Moreover, neurorights may be understood as extensions of already-recognized rights such as privacy, freedom of thought, psychic integrity, and data protection. The central question is whether sufficient normative justification exists to treat them as autonomous rights, rather than as developments of established personality and privacy rights.

DIGITAL ENTITIES AND THE FALLACY OF ELECTRONIC PERSONALITY

Finally, Article 2027-S introduces the concept of “digital entities”, alongside natural and legal persons. This raises a fundamental question: should legal relations exist between people, or between people and machines? Robots, by their very nature, are instruments of interaction among users, companies, and governments, not autonomous legal subjects.

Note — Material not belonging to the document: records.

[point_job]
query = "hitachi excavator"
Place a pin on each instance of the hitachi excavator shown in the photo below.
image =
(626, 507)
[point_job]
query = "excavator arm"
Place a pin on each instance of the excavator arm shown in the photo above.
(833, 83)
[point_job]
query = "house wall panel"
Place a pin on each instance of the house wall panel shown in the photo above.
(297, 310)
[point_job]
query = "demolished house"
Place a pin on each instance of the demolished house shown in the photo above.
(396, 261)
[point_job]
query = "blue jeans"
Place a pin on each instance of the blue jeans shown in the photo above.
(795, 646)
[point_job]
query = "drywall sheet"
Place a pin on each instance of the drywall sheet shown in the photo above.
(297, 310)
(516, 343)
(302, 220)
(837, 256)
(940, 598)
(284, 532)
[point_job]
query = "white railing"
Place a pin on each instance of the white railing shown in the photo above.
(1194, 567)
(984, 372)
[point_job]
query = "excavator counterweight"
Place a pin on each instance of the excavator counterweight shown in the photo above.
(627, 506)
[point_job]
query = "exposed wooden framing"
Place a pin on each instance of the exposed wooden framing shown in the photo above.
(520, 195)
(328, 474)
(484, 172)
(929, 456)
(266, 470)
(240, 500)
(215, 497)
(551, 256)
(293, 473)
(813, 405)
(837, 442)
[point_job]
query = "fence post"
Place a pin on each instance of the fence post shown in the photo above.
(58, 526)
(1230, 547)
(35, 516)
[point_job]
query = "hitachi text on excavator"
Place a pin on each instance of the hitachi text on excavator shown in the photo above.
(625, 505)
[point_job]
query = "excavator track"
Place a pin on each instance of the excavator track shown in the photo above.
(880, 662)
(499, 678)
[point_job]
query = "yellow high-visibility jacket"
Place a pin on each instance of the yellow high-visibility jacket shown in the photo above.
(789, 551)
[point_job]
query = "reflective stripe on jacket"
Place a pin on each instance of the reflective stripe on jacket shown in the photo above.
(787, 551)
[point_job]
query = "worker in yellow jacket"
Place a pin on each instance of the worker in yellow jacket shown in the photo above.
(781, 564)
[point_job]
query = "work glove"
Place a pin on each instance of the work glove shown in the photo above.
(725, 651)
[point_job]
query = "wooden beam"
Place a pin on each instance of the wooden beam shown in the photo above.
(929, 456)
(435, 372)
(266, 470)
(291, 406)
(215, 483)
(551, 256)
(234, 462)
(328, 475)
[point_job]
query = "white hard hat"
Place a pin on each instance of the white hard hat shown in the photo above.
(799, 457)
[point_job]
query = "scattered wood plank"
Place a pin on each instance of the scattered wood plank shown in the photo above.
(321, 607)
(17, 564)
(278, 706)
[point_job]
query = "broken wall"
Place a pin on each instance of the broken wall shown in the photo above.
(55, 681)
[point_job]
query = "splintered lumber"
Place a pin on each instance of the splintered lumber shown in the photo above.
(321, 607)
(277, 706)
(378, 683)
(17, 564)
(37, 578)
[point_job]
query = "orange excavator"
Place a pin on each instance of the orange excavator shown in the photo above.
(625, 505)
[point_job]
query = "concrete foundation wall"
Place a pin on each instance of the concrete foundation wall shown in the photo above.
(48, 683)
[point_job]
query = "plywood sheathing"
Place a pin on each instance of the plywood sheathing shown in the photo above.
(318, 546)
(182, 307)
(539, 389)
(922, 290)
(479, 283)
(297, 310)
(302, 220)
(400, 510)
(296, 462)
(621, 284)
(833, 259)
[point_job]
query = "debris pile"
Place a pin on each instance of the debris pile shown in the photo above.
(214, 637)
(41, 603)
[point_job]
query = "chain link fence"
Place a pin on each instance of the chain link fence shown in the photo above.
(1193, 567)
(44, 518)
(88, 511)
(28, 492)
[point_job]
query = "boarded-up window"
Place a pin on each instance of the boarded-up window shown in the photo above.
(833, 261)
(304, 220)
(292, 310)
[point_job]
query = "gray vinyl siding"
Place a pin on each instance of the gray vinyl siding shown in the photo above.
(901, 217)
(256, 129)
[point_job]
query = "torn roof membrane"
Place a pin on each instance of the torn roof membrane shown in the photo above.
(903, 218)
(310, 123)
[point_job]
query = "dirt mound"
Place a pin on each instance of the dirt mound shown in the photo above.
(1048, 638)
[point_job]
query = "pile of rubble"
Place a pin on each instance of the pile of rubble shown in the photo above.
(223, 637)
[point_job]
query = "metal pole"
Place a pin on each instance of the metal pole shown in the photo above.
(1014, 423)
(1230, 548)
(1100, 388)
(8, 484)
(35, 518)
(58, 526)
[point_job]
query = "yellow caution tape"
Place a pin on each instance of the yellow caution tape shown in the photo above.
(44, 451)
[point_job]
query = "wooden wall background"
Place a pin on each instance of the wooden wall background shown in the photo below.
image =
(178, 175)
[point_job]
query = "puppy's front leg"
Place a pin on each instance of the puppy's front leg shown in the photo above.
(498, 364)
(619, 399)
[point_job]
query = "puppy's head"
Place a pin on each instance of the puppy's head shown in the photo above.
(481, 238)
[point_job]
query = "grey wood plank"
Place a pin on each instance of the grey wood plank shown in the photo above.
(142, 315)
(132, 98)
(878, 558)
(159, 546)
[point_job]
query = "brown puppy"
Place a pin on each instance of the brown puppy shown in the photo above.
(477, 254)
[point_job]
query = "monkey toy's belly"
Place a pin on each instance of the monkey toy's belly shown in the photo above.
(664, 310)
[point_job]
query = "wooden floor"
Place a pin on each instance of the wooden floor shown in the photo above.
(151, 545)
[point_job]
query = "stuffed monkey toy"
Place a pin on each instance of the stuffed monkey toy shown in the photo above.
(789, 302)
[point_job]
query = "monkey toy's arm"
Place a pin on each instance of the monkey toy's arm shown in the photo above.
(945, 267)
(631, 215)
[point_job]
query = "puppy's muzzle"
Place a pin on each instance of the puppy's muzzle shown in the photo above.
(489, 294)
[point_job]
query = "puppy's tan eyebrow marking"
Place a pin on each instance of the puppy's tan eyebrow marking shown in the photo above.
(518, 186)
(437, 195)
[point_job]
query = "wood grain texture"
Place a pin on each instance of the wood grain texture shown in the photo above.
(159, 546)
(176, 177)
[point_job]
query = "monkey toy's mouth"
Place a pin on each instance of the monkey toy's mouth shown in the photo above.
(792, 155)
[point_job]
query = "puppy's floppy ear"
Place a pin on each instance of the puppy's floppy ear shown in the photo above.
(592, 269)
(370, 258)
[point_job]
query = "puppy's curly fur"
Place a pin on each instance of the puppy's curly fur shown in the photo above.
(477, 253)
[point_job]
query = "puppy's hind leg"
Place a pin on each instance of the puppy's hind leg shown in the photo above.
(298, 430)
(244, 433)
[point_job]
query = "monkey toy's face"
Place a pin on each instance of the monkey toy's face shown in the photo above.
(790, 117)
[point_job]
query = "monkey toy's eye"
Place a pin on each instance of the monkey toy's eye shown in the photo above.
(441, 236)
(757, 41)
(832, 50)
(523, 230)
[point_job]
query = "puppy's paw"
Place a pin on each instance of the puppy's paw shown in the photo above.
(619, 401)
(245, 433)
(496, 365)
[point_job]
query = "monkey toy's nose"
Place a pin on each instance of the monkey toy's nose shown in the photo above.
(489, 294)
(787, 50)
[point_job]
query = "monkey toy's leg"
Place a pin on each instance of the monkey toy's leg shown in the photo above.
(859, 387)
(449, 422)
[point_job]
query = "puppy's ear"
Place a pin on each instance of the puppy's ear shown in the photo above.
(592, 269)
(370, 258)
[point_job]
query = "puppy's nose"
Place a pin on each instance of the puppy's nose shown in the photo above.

The idea of granting electronic personality (e-personality) to artificial-intelligence systems is not new. It was debated within the European Union beginning in 2016, when the European Parliament’s Committee on Legal Affairs (JURI) issued its report Civil Law Rules on Robotics, proposing a special legal category for highly autonomous robots. The proposal, however, faced strong academic and institutional opposition and was formally rejected in 2017.

Critics argued that attributing personality to machines was ontologically incompatible with the notion of personhood: while human beings possess consciousness, dignity, and moral agency, machines merely execute algorithmic instructions. Likewise, the Helsinki Declaration on Artificial Intelligence and the Rule of Law (2019) reaffirmed that AI must remain an instrument, not a subject of law, warning that otherwise it would “subvert the anthropocentric foundations of the Western legal system.”

By revisiting the notion of digital entities, the Brazilian proposal appears to revive a debate already settled in Europe, without sufficient conceptual justification. Creating a third category of legal subject — between the natural and the juridical — would undermine the internal coherence of civil law, shifting the axis of liability and weakening the principle of autonomy of will, the cornerstone of private-law theory.

CONCLUSION

The inclusion of a Book on Digital Law in Bill No. 4/2025 represents one of the most ambitious reforms of Brazil’s Civil Code since its enactment in 2002. Yet it also reveals the inherent difficulty of translating technological language into the conceptual grammar of civil law — balancing innovation with coherence and durability.

The debates within the Senate Commission expose a field in tension: on one side, enthusiasm for bringing Brazil to the forefront of digital regulation and reaffirming principles of dignity, security, and accountability; on the other, the prudence of scholars warning against a digital exceptionalism that could fragment private law and erode its conceptual unity.

Ultimately, the process must aim for integration, not rupture. The challenge for legislators is not merely to update the Civil Code for the technological age, but to reaffirm its foundational values amid digital transformation. Codifying the digital is not simply legislating about technology — it is deciding, consciously, what kind of humanity the law seeks to protect.